Ce principe entend éviter aux familles des frais injustifiés pour des tâches souvent automatisées, sans réel surcoût pour la banque.
La seconde situation visée est celle des petites successions. Lorsque l’ensemble des avoirs bancaires du défunt — comptes de dépôt, livrets, placements réglementés — n’excède pas 5 000 euros, les banques n’ont plus le droit de facturer de frais de succession.
Cette mesure vise à protéger les foyers modestes, pour qui des frais de quelques centaines d’euros peuvent représenter une part significative de l’héritage. C’est aussi une manière de préserver la dignité des ayants droit, dans des cas où le patrimoine transmis est peu important.
Enfin, la loi prévoit un exonération automatique des frais lorsque le défunt est mineur au moment du décès. Ce cas, bien que rare, est particulièrement sensible. Le législateur a souhaité éviter d’ajouter une charge financière à la douleur morale des parents ou des tuteurs concernés.
Au-delà des cas de gratuité, la loi introduit un principe plus large de proportionnalité et de transparence. Un décret d’application est prévu pour déterminer les règles de calcul des frais bancaires liés aux successions.
Ce décret devra établir des critères objectifs, permettant de s’assurer que les montants facturés par les banques correspondent aux coûts réellement supportés. Fini les facturations forfaitaires opaques : les établissements devront démontrer que les frais appliqués sont justifiés par des opérations concrètes.
L’administration veillera également à ce que les consommateurs soient mieux informés. Les brochures tarifaires devront distinguer clairement les frais liés aux successions, et les banques auront l’obligation d’annoncer les coûts prévisionnels aux héritiers dès les premiers échanges.
Pour permettre aux établissements de crédit de réviser leurs systèmes informatiques, leurs processus internes et leur communication, la loi fixe un délai de six mois à compter de sa promulgation avant son application.
Cela signifie que les dispositions ne seront pleinement effectives qu’à l’automne 2025, probablement en novembre. D’ici là, les banques sont tenues de se mettre en conformité, sous peine de sanctions potentielles en cas de pratiques non alignées avec la nouvelle réglementation.
La publication de cette loi a été largement saluée par les associations de défense des consommateurs, qui réclamaient depuis longtemps une telle régulation. L’Union nationale des associations familiales (UNAF), UFC-Que Choisir ou encore 60 Millions de consommateurs ont souligné le caractère équitable et pragmatique du texte.
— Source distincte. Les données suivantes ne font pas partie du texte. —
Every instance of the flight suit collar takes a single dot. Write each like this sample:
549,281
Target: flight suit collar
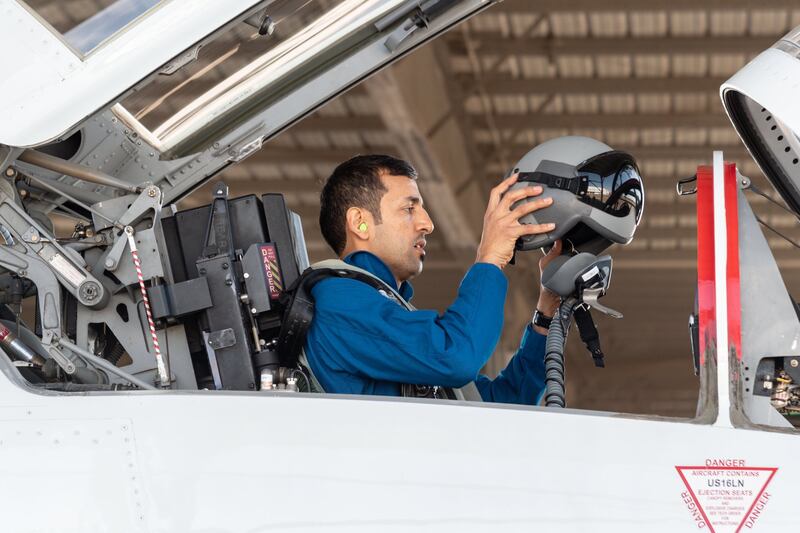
373,264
Pour elles, cette réforme vient combler un vide juridique, en restaurer un équilibre entre la puissance des institutions financières et la fragilité des familles confrontées au deuil.
En parallèle, elles appellent à une vigilance accrue sur l’effectivité du décret à venir, afin que les principes posés par la loi se traduisent concrètement dans les pratiques tarifaires des établissements bancaires.